A new “FCAT 2.0” testing used this year measured last year’s standards rather than this year’s, he explained.

“Next year, we are going to a new exam,” Pickup-Crawford said. “We don’t know what it will look like. It is being field-tested in the State of Utah, which is interesting, but it will be done roughly in April or May.”

The results will not be out until November 2015, which is nine weeks into the following school session. “School grades will be either not measuring what we’re teaching this year, or next year they’re going to come out nine weeks into the following year, but the school grades are not going away,” he said.

As for capital outlays, the school district will receive about $3 million toward school maintenance and repairs for the first time in four years, out of a total $50 million appropriation.

“We’ve had to bear the cost of that locally since 2009-10,” Pickup-Crawford said. “This time the state is getting back into the game, and it will provide a little bit of relief.”

The school district lobbied unsuccessfully to get money for a sixth period.

Attempts to get more fiscal accountability for charter schools also met with no success.

“At the beginning of this fiscal year, the school board was faced with having to close down, on an emergency basis, a couple of charter schools, partly for financial reasons,” he said. “Parents get very upset about that. All we were looking for was some assurance. We will probably come back to that next year.”

The school district was also unsuccessful in getting financing and flexibility for school districts to provide proper psychological and sociological assistance to students, and to provide parenting skills for parents.

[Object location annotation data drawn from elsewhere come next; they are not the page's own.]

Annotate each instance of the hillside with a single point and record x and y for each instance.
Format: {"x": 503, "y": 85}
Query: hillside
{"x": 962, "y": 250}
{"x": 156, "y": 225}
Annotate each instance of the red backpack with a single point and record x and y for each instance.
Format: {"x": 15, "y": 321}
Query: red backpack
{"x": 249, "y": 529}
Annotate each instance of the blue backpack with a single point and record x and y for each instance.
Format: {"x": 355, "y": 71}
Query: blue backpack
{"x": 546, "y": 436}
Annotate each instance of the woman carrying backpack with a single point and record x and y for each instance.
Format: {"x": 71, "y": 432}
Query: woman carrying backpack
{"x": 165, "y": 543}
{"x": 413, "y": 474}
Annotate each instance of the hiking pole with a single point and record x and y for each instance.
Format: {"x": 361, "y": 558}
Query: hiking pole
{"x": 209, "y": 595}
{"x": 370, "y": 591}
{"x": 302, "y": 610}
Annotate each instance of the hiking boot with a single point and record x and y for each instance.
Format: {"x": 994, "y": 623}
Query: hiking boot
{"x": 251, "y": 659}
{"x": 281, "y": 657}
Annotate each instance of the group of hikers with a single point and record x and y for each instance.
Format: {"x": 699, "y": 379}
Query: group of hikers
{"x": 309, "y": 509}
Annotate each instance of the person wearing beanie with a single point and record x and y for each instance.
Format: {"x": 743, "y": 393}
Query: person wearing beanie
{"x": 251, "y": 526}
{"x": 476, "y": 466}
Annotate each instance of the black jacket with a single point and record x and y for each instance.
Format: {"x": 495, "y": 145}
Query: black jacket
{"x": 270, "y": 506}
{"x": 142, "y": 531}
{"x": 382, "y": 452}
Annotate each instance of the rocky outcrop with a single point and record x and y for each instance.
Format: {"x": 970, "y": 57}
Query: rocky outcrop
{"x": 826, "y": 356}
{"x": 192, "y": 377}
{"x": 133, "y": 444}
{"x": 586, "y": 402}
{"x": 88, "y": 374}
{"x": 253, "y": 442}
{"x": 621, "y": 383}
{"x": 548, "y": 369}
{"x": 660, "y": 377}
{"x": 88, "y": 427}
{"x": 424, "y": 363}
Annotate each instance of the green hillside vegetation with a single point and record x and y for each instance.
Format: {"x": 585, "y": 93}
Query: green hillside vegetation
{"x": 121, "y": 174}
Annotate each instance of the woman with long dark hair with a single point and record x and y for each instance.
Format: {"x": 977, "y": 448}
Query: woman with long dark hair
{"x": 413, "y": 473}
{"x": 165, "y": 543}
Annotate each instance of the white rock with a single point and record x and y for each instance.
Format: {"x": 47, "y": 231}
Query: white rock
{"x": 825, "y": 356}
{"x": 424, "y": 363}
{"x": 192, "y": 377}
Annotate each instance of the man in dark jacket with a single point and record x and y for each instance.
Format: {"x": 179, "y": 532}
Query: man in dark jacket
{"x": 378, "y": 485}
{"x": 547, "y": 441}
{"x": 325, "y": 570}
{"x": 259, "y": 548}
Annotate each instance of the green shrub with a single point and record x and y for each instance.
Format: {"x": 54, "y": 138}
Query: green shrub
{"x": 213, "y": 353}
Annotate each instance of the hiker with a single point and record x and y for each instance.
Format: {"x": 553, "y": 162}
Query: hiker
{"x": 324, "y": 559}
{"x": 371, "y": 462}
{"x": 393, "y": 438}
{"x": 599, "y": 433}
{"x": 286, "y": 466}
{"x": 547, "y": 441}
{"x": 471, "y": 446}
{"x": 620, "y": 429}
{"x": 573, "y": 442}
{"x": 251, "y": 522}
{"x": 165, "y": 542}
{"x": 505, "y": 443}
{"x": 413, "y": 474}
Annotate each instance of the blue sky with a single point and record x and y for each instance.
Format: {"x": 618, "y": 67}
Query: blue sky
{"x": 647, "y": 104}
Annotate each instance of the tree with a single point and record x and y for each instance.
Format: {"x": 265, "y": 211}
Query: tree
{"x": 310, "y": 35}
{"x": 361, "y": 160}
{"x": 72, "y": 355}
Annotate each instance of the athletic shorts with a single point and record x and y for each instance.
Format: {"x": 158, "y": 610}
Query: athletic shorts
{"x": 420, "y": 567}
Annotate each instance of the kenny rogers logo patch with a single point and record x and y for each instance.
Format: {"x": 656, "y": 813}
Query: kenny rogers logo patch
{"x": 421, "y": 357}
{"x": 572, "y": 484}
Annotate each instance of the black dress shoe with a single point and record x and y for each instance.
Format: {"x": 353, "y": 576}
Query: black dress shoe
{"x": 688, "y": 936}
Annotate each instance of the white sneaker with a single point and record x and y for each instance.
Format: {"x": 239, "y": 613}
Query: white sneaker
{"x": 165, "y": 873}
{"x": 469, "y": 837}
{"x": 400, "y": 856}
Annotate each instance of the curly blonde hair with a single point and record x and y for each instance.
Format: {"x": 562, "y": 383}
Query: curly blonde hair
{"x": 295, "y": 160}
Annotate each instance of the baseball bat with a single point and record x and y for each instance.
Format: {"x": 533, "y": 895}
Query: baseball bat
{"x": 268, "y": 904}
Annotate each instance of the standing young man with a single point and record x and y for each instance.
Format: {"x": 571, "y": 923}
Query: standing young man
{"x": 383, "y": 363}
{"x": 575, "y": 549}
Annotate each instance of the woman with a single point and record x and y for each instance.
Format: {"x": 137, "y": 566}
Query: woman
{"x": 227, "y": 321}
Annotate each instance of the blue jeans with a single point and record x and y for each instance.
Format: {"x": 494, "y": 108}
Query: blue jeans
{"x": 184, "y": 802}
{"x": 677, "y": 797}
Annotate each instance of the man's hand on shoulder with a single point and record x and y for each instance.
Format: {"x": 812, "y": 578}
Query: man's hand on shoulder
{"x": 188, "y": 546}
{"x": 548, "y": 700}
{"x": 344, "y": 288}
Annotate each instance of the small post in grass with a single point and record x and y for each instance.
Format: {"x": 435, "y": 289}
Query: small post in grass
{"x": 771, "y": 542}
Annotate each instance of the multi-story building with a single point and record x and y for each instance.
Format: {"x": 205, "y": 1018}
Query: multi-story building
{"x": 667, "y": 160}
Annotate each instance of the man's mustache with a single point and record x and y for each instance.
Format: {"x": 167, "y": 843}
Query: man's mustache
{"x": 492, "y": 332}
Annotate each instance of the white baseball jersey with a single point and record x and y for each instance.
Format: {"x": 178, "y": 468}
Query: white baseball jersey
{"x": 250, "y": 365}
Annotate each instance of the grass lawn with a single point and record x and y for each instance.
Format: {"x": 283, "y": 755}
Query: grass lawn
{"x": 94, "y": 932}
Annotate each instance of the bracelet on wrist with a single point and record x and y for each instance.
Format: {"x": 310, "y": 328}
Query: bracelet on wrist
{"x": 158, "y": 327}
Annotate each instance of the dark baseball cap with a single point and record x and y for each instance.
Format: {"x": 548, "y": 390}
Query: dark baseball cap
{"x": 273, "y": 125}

“Unfortunately, we did not get any increase in the Safe Schools appropriation,” Pickup-Crawford said. “That amount still remains at what it was in 2007 statewide. That is one issue we want to try to pursue again next year.”

Equally important to what did pass was what did not pass. “This is where we play defense a lot,” he said.

One item that died in the State Senate was charter school legislation that would have created a mandatory standard contract and expanded corporate charter systems substantially, he said, explaining that they wanted to be sure that there were provisions in those schools for students with special needs and students with disabilities.

“Again, we had fiscal concerns about making sure that they had money in the bank,” Pickup-Crawford said. “The other part of it was this particular bill took on a life of its own. It wound up almost pitting the large charter corporate companies, the for-profit companies, against the independent individual charter schools, because it favored expansion of the large corporate charters coming in from out of state.”

So-called “pack and carry” legislation authorizing a designated person to carry a concealed weapon and use it in a police action or shooting on campus also did not pass.

“We argued vociferously against that legislation,” Pickup-Crawford said. “We’ve got a very good relationship with our police departments, whether it’s the municipal police departments or the school police itself.”

He added that there are some rural districts that don’t have school police, where such a policy might be warranted.